Despite the highly accepted accepted answer, I have another answer to this question.
Consider a class diagram with these relationships:
Parent => list of Items
Item => Parent
No one ever said that the relation Item => Parent is redundant for the relation Parent => Items. An item can refer to any Parent.
But in your application, you know that relationships are redundant . You know that relationships do not need to be stored separately in the database. Thus, you decided to save it in one foreign key , pointing from the element to the parent. This minimal information is enough to create a list and link back.
All you have to do to match this with NH:
- use the same foreign key for both relationships
- tell NH that one (list) is redundant for the other and can be ignored when storing an object. (This is what NH actually does with
inverse="true" )
These are thoughts that are related to the opposite. Nothing more. This is not a choice; there is only one way to display it correctly.

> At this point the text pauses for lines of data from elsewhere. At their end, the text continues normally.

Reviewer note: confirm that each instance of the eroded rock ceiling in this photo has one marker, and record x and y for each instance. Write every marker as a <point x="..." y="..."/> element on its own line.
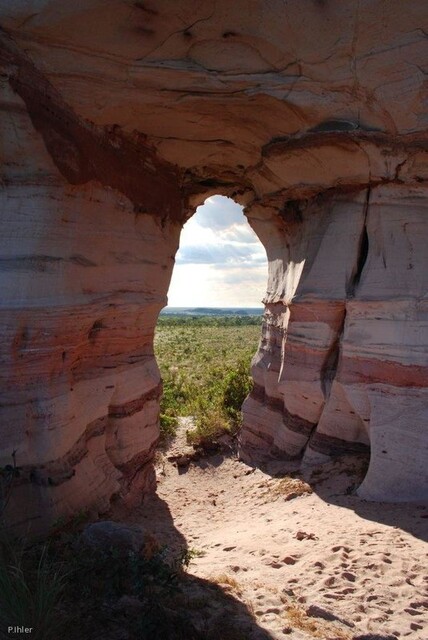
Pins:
<point x="118" y="118"/>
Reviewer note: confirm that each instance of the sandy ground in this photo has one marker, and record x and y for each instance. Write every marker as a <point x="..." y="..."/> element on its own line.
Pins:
<point x="322" y="564"/>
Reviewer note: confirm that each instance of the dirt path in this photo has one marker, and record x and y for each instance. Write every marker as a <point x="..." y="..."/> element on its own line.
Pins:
<point x="322" y="564"/>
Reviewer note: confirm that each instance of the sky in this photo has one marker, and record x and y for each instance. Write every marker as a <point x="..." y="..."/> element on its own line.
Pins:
<point x="221" y="262"/>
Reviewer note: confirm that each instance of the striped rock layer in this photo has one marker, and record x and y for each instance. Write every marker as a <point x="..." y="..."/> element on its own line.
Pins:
<point x="117" y="120"/>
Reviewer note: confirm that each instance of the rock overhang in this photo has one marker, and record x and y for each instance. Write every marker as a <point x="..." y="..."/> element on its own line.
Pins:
<point x="127" y="117"/>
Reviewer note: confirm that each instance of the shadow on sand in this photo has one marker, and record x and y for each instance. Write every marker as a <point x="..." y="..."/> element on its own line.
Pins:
<point x="213" y="612"/>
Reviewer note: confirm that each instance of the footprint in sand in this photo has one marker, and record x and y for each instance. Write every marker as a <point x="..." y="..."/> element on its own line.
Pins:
<point x="349" y="576"/>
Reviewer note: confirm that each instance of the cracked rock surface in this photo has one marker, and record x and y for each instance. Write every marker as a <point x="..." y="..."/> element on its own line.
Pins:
<point x="119" y="119"/>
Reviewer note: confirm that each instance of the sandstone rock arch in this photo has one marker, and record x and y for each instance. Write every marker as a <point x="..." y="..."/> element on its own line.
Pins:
<point x="117" y="120"/>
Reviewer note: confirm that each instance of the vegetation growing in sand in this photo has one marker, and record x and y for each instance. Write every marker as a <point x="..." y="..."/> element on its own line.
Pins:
<point x="205" y="367"/>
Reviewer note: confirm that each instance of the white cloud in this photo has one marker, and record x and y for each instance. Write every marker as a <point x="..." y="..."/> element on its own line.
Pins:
<point x="220" y="262"/>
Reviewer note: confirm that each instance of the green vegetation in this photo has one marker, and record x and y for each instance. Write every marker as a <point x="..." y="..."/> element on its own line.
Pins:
<point x="31" y="587"/>
<point x="51" y="585"/>
<point x="205" y="366"/>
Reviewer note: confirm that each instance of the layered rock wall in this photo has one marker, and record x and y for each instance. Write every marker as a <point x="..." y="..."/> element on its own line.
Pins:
<point x="117" y="120"/>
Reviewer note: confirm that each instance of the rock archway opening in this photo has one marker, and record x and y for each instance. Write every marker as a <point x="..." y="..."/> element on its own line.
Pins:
<point x="208" y="334"/>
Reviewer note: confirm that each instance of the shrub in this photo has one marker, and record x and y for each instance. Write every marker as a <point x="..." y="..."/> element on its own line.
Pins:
<point x="31" y="586"/>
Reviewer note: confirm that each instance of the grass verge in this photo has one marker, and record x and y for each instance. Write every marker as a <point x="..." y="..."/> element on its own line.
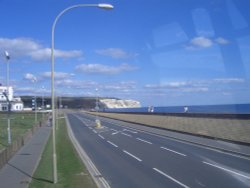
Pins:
<point x="20" y="123"/>
<point x="71" y="171"/>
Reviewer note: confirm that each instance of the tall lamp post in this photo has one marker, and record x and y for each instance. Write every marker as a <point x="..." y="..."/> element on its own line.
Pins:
<point x="7" y="94"/>
<point x="102" y="6"/>
<point x="34" y="80"/>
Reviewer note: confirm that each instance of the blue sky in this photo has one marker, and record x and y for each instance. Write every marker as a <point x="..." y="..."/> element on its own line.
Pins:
<point x="160" y="52"/>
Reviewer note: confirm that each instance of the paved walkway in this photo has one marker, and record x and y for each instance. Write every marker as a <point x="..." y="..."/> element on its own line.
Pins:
<point x="17" y="173"/>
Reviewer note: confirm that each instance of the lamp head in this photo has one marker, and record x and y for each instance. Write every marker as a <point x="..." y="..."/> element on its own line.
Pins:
<point x="7" y="56"/>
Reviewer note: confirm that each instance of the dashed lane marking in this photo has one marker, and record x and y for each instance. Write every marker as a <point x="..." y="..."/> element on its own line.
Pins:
<point x="171" y="178"/>
<point x="131" y="155"/>
<point x="173" y="151"/>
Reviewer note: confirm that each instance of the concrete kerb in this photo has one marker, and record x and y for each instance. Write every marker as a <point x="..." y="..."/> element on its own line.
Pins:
<point x="95" y="174"/>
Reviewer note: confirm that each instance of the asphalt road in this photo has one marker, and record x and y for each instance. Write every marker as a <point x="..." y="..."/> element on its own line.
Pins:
<point x="128" y="157"/>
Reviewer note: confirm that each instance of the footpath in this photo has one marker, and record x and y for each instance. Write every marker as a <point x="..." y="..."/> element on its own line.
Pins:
<point x="17" y="173"/>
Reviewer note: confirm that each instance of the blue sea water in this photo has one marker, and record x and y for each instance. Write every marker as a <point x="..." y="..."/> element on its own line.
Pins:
<point x="227" y="109"/>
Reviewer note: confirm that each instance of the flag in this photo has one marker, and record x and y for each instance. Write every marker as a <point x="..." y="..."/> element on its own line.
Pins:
<point x="7" y="55"/>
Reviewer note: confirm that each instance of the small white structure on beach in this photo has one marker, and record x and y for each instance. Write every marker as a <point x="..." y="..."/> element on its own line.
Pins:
<point x="16" y="102"/>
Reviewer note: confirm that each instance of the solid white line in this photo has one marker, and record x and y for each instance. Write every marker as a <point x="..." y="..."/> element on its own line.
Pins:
<point x="176" y="181"/>
<point x="115" y="133"/>
<point x="173" y="151"/>
<point x="144" y="140"/>
<point x="112" y="144"/>
<point x="231" y="171"/>
<point x="131" y="155"/>
<point x="101" y="136"/>
<point x="126" y="134"/>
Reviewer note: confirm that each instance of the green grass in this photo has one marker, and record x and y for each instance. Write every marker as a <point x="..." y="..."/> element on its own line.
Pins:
<point x="71" y="171"/>
<point x="20" y="123"/>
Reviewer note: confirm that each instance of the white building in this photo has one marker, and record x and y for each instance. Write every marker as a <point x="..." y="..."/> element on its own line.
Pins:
<point x="16" y="103"/>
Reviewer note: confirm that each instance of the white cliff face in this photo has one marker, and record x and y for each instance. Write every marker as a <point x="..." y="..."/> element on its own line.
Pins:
<point x="118" y="103"/>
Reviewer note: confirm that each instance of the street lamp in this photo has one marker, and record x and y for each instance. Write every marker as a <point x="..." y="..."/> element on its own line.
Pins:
<point x="7" y="94"/>
<point x="103" y="6"/>
<point x="34" y="80"/>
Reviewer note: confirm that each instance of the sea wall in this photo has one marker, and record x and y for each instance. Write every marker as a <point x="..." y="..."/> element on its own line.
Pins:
<point x="224" y="127"/>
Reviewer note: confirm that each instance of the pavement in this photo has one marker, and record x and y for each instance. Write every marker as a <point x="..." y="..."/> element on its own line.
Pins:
<point x="18" y="172"/>
<point x="133" y="157"/>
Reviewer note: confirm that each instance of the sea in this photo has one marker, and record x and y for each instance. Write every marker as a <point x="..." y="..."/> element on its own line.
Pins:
<point x="217" y="109"/>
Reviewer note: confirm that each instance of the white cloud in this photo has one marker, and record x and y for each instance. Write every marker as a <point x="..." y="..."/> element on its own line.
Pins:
<point x="25" y="47"/>
<point x="115" y="53"/>
<point x="229" y="80"/>
<point x="30" y="77"/>
<point x="201" y="42"/>
<point x="57" y="75"/>
<point x="221" y="41"/>
<point x="204" y="42"/>
<point x="104" y="69"/>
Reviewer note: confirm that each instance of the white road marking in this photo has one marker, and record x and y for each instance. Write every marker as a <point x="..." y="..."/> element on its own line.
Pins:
<point x="144" y="141"/>
<point x="131" y="155"/>
<point x="126" y="134"/>
<point x="169" y="177"/>
<point x="130" y="131"/>
<point x="101" y="136"/>
<point x="231" y="171"/>
<point x="112" y="144"/>
<point x="115" y="133"/>
<point x="173" y="151"/>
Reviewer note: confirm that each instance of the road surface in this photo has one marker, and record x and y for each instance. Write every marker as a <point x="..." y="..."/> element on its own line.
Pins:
<point x="128" y="157"/>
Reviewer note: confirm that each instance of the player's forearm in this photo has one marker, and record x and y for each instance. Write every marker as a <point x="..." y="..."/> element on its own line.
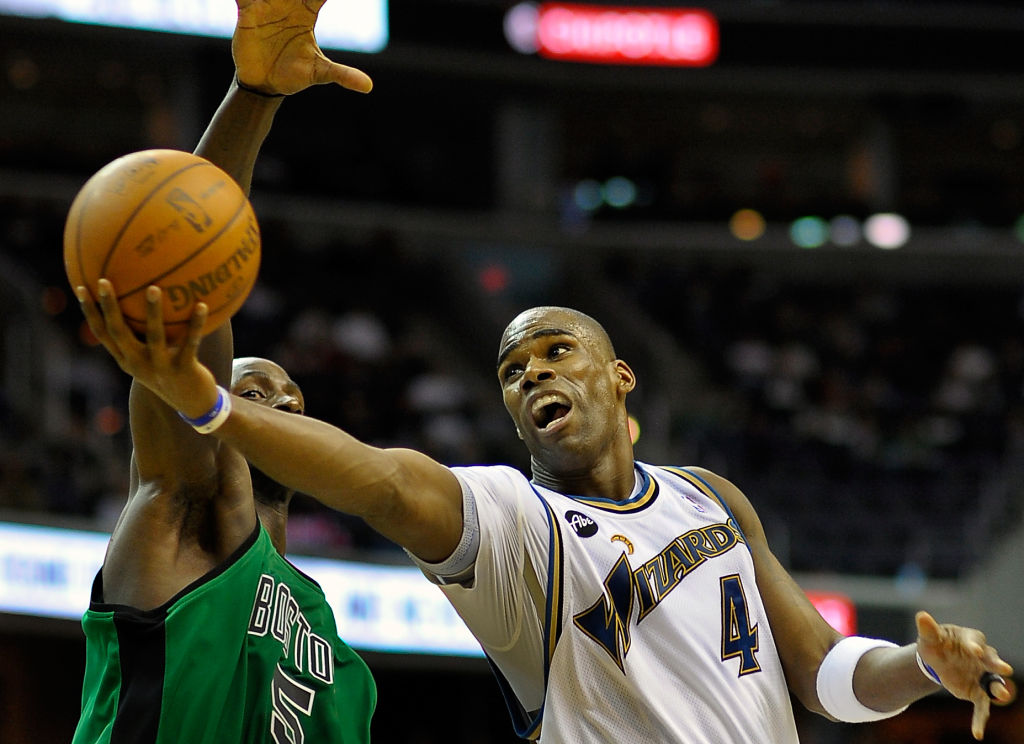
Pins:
<point x="890" y="679"/>
<point x="236" y="133"/>
<point x="312" y="456"/>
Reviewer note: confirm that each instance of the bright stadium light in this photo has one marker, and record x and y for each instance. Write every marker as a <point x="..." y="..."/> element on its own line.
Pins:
<point x="351" y="25"/>
<point x="887" y="230"/>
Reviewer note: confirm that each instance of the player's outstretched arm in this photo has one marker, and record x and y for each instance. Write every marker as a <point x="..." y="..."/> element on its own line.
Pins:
<point x="885" y="679"/>
<point x="402" y="494"/>
<point x="960" y="657"/>
<point x="275" y="54"/>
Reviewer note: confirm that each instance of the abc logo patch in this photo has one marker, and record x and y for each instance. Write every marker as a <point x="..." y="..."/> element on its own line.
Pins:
<point x="583" y="525"/>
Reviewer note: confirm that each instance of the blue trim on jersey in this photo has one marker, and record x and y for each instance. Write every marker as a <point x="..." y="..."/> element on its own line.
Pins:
<point x="644" y="497"/>
<point x="708" y="490"/>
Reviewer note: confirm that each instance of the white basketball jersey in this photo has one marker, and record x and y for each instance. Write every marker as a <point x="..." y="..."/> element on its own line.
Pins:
<point x="633" y="621"/>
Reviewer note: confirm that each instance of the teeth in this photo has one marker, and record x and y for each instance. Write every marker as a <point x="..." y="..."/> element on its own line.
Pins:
<point x="543" y="401"/>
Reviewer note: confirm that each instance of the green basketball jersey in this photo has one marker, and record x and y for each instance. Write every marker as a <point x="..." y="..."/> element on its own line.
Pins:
<point x="248" y="653"/>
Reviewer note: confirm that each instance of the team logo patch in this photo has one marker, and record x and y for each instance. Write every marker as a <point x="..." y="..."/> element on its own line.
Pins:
<point x="583" y="525"/>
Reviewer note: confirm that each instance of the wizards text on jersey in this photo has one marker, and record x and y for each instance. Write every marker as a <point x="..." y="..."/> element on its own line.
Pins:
<point x="607" y="620"/>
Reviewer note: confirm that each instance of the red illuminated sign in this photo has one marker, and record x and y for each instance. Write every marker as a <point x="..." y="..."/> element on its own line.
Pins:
<point x="686" y="37"/>
<point x="838" y="610"/>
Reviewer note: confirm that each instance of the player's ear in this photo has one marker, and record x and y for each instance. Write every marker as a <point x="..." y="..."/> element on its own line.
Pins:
<point x="627" y="380"/>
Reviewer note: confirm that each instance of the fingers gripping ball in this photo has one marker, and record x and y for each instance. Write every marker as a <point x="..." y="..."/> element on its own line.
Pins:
<point x="168" y="218"/>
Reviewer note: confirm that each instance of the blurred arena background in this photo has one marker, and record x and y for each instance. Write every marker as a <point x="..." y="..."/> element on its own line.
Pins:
<point x="811" y="250"/>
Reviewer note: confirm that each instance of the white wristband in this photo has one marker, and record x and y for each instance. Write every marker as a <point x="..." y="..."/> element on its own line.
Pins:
<point x="212" y="420"/>
<point x="927" y="670"/>
<point x="835" y="682"/>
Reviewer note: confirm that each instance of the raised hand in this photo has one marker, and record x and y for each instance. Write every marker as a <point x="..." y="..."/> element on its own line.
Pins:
<point x="961" y="656"/>
<point x="175" y="375"/>
<point x="275" y="51"/>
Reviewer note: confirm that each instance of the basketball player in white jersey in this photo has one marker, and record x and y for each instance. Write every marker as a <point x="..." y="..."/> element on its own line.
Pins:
<point x="616" y="601"/>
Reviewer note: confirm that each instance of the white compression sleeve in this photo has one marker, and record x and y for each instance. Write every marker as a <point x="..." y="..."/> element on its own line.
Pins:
<point x="835" y="682"/>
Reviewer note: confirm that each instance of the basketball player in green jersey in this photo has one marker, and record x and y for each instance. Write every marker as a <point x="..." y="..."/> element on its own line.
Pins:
<point x="198" y="629"/>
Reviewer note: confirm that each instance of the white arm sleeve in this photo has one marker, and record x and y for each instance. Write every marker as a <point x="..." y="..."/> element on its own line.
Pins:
<point x="835" y="682"/>
<point x="458" y="568"/>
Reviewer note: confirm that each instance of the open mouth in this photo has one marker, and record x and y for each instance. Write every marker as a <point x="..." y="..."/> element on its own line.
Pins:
<point x="548" y="411"/>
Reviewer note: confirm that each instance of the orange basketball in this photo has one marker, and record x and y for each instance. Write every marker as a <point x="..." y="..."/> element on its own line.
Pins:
<point x="167" y="218"/>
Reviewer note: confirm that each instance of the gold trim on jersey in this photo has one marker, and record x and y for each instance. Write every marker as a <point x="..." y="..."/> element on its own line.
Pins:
<point x="646" y="496"/>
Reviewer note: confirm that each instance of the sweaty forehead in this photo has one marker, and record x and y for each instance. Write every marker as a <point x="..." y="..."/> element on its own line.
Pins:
<point x="544" y="320"/>
<point x="255" y="365"/>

Spy Problem : This is a completely different discussion if you want to maintain a link from an element to a parent. It depends on your business model, NH does not make any decisions in this. If one of the relations is absent, then, of course, there is no redundancy and there is no use of the opposite.
Misuse: If you use inverse = "true" in a list that does not have redundancy in memory, it just isn't saved. Unless you specify the opposite value = "true" if it should be there, NH may store redundant information twice.